Several molecular and cellular mechanisms involved in both internal and external ageing jointly influence the appearance of our skin: Deficiencies in the renewal of keratinocytes (cells of the epidermis), decline in the synthesis of collagen and elastin molecules (macromolecules that help form the house structure and are produced by specialised cells called fibroblasts), damage to collagen and elastin molecules by metalloproteases (degradation enzymes activated by UV rays), Alteration of the skin’s components by oxygen free radicals, as well as glycation products (two types of toxic molecules relentlessly produced by our metabolism), water loss (dehydration), deficient lipid production (brittleness), decrease in the vascularisation of the dermal papillae (paleness, yellowing), disorders of melanin synthesis (hyper- or hypopigmentation), etc.
Sun exposure is known to be the environmental factor that most accelerates skin ageing. This is why researchers in the cosmetics industry originally focused on developing efficient sunscreens and incorporating them into cosmetics.

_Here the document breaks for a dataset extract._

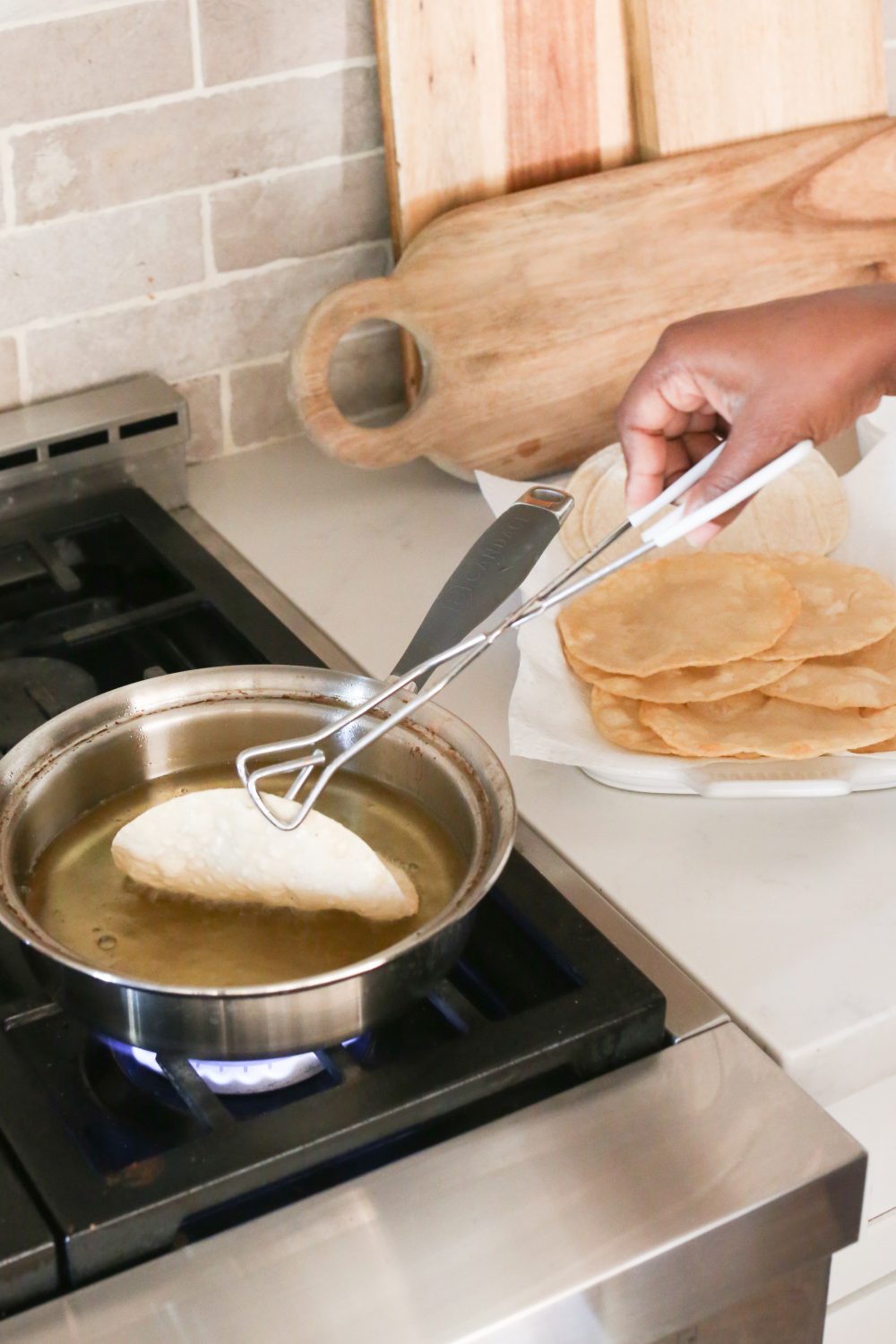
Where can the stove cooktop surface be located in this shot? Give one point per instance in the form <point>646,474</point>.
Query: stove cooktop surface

A comprehensive therapeutic approach…
The skin is the organ in which the progression of changes caused by internal or external ageing, as well as their development under the influence of topical or parenteral therapeutic interventions, can best be observed because the skin is directly accessible for observation. Sun exposure is known to be the environmental factor that most accelerates skin ageing. This is why researchers in the cosmetics industry originally focused on developing efficient sunscreens and incorporating them into cosmetics. Thanks to the progress made in understanding the basic mechanisms for skin ageing, more sophisticated anti-ageing strategies are increasingly being developed.
A global therapeutic approach is required to effectively combat skin degradation due to ageing and sun exposure. The treatment of mature skin must take into account all the mechanisms involved in skin ageing, such as epidermal cell regeneration, synthesis and decay of extracellular matrix molecules, lipid-moisture balance, oxidation, glycation, pigmentation, etc. The therapeutic effect of many compounds (retinoids, antioxidants, glycation inhibitors, growth factors, peptides, lipids, anti-inflammatories, polyhydroxy acids, melanogenesis inhibitors, vitamins, minerals) on certain aspects of skin ageing has been scientifically proven. These active ingredients with often synergistic properties are now added to cosmetic products.
Cosmetics and cosmeceuticals
Unlike cosmetics, namely products that aim to improve the appearance of the skin immediately but only temporarily thanks to their aesthetic properties, cosmeceuticals contain ingredients with scientifically proven biological properties that act actively on the skin beyond the application period. Currently, a rich range of cosmeceutical preparations with varying degrees of clinical efficacy are offered to eliminate wrinkles and restore the skin’s key youthful properties. Cosmeceutical innovations are developing in parallel with the discovery of the complex relationships between the physiology of the skin and the biological mechanisms of ageing. At the same time, the development of new measurement methods enables the precise evaluation of the eventual benefits of age-fighting products, so that consumers can also be sure that these cosmeceutical preparations really do meet their expectations in all respects with regard to prolonging or restoring the skin’s youth.